“Jesus Wept” (John 11:35)
In just two words, God shows us a perfect combination of sovereignty and compassion. In two words, God silences the one who asks, “if God already knows what I’m going to do, why am I held accountable for the way I act?”. God’s answer: Jesus’ weeping over Lazarus’ death shows you can believe in My absolute sovereignty and and at the same time, live responsibly and compassionately.
Jesus knew Lazarus would not stay dead for long. In a matter of minutes, He knew He would raise Lazarus from the dead. It was as certain as the sun above and the earth beneath His feet. At His command, Lazarus would stand in front of them all, breathing and talking.
Yet, as Jesus approached the tomb, He wept.
His friend, Lazarus, was indeed dead. But why did Jesus weep over this when He knew full well He would raise Him up again? Scripture tells us that He cried because He loved Lazarus intensely, and because He saw those close to Lazarus also crying. The emotional weight in the air was so thick He was “deeply moved in spirit, and was troubled” (John 11:32-33).
I believe in God’s absolute sovereignty over all things, including the words I speak and the thoughts I think. As Solomon says, “the plans of the heart belong to man, but the answer of the tongue is from the Lord” (Proverbs 16:1). And again, “The lot is cast into the lap, but its every decision is from the Lord” (Proverbs 16:33). I also believe I am responsible for my actions. I don’t see a contradiction or conflict. On one hand, God is above creation. His plans were determined before time began, and He knows the outcome already. As Peter says, God sees all things, past, present, and future, instantaneously (II Peter 3:8). On the other hand, we are finite, constrained to live in time and space. We must live out our days in real-time, and take things as they come. This same Peter, in the same letter, exhorts us to be diligent to be found by Him in peace, spotless and blameless (II Peter 3:14).

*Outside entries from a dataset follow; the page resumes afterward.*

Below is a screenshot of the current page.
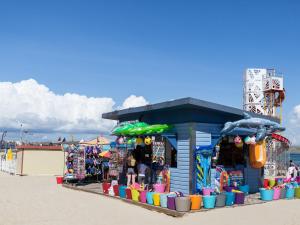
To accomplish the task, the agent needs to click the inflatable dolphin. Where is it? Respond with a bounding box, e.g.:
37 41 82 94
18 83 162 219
221 112 285 142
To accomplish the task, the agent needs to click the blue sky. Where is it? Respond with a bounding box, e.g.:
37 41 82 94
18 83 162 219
0 1 300 143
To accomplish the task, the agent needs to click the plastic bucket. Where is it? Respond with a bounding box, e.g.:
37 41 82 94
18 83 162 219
139 190 147 203
153 184 166 193
56 176 63 184
286 188 295 199
215 193 226 207
131 189 140 202
260 188 274 201
119 186 127 198
102 182 111 194
279 188 286 199
160 193 168 208
153 193 161 206
238 185 249 195
146 192 154 205
175 197 191 212
225 192 235 206
295 187 300 198
203 195 216 209
113 185 119 196
235 192 245 204
273 187 281 200
125 188 132 200
202 187 213 196
190 195 202 210
167 195 176 210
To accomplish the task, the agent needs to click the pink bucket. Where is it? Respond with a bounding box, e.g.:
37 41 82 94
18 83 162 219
139 190 147 203
202 188 213 196
154 184 166 193
273 187 281 200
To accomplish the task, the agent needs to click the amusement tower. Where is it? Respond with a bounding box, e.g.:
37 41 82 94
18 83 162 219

When Jesus wept, He showed us how a believer in God’s sovereignty lives responsibly. In this case, His responsibility was to have compassion, and He certainly showed that. He allowed the sorrow, the loss, the grieving, to reach His heart and soften it. In fact, He was deeply moved. That’s the emotion I want to feel for those grieving around me.
Jesus, the One who holds all things together (Hebrews 1:3), cried with sympathy for those around Him. My belief in God’s absolute sovereignty over me doesn’t excuse me from doing the right thing, from treating people according to their need, from empathizing with the hurts of those around me, and from responding to those people. Because Jesus wept, I must also sympathize, mourn, cry, encourage, and evangelize…even though we know God has already planned the outcome of all things.